OpenAI has officially launched its new AI model, o1, designed to tackle complex tasks like coding and math problems more efficiently. This model is the first in a planned series that aims to enhance the reasoning capabilities of AI. Alongside the primary o1 model, OpenAI has also introduced a more cost-effective version, called o1-mini, for those looking for a smaller-scale solution.
The o1 model was previously referred to in rumors as Project Strawberry and Q\, and its release marks a significant step forward in AI development.
OpenAI’s o1 model
OpenAI views the launch of the o1 model as a significant step towards creating AI systems with more human-like reasoning abilities. The company highlights that o1 is more efficient in writing code and solving complex, multi-step problems than its predecessors.

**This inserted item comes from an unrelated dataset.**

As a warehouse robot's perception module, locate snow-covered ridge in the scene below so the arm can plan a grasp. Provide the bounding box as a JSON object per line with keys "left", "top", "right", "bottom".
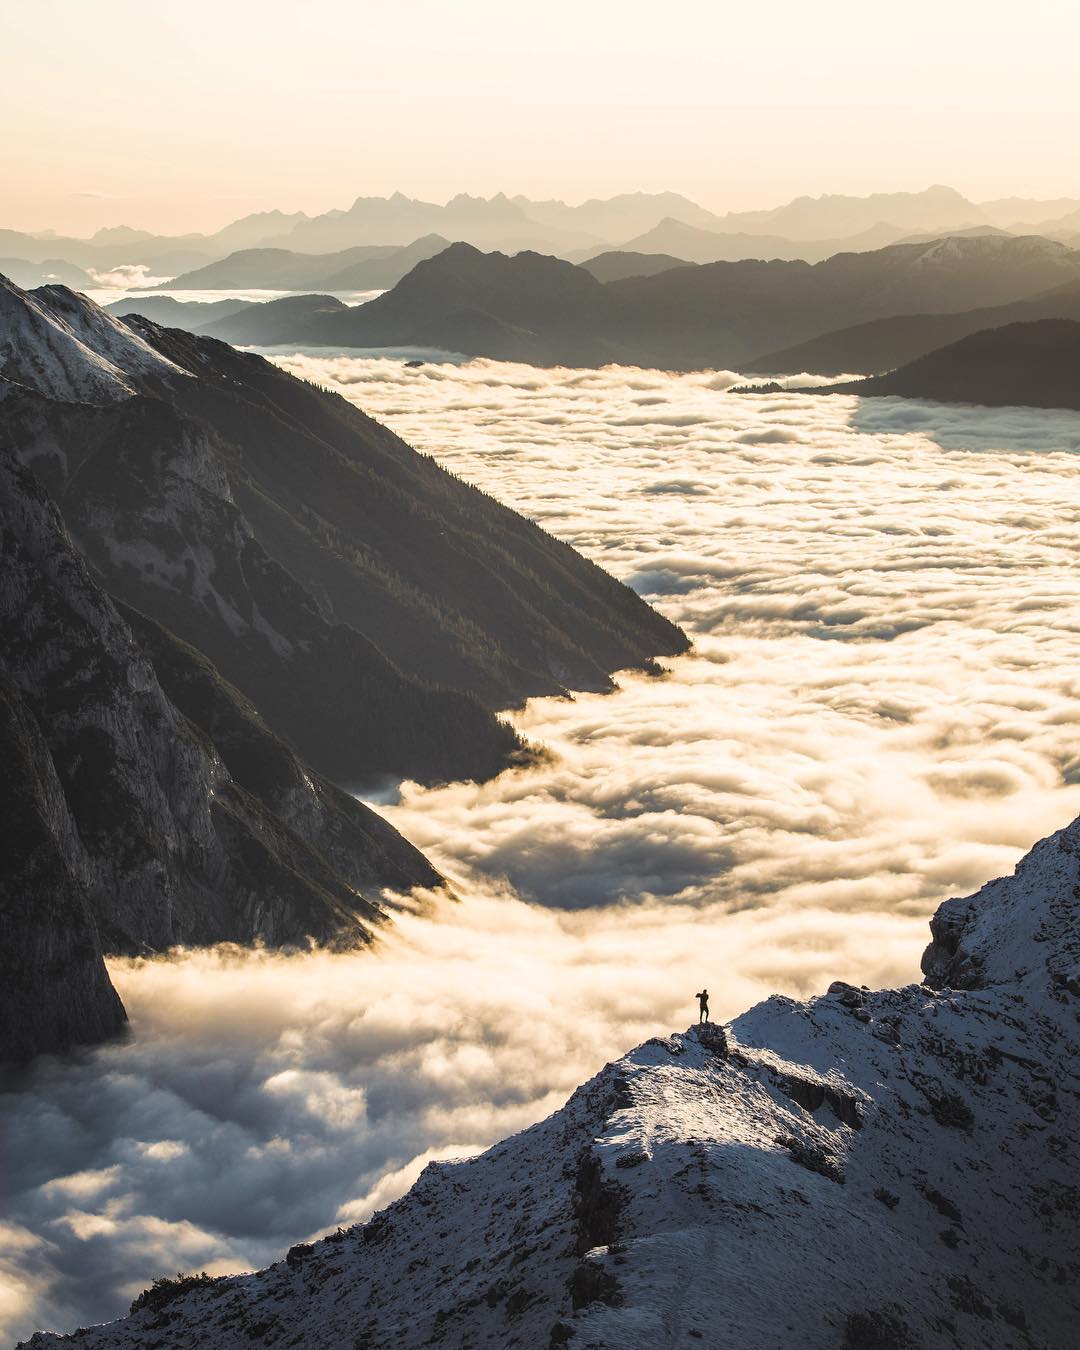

In its documentation, OpenAI explains that the o1 models are trained with reinforcement learning, allowing them to handle complex reasoning tasks. The model is designed to “think before responding,” meaning it can generate a detailed thought process before providing an answer, improving accuracy in challenging scenarios.
o1 is already accessible to ChatGPT Plus and Team users, with Enterprise and Edu subscribers gaining access next week. For free-tier users, the release of the more affordable o1-mini version is planned but has no set launch date yet. Regarding API pricing, o1 is priced at $15 per 1 million input tokens and $60 per 1 million output tokens, notably higher than GPT-4’s API.
AI “thinks” before responding.
What distinguishes the o1 model is its use of reinforcement learning, a training technique where the system learns by receiving rewards or penalties, allowing it to solve problems autonomously. This process enables the model to adopt a “flow of thought,” miming human-like step-by-step reasoning.
According to OpenAI, this advanced reasoning capability improves performance and enhances the security and robustness of the models. For instance, the models can better understand security policies when addressing potentially unsafe prompts, offering more controlled responses.
The company emphasizes that incorporating a reasoning chain before responding can unlock significant benefits while reducing some risks associated with more powerful AI systems. However, OpenAI acknowledges ongoing challenges, particularly the issue of hallucinations, where the model generates incorrect or nonsensical information. While internal tests show that o1 and o1-mini hallucinate less often than their GPT-4 counterparts, anecdotal feedback suggests they may still struggle in this area.
Moreover, o1 doesn’t surpass GPT-4 in factual knowledge or web navigation. Despite this, OpenAI believes the release of o1 signals the beginning of a new phase in AI development, focusing on more complex reasoning tasks that were previously beyond the capabilities of earlier models.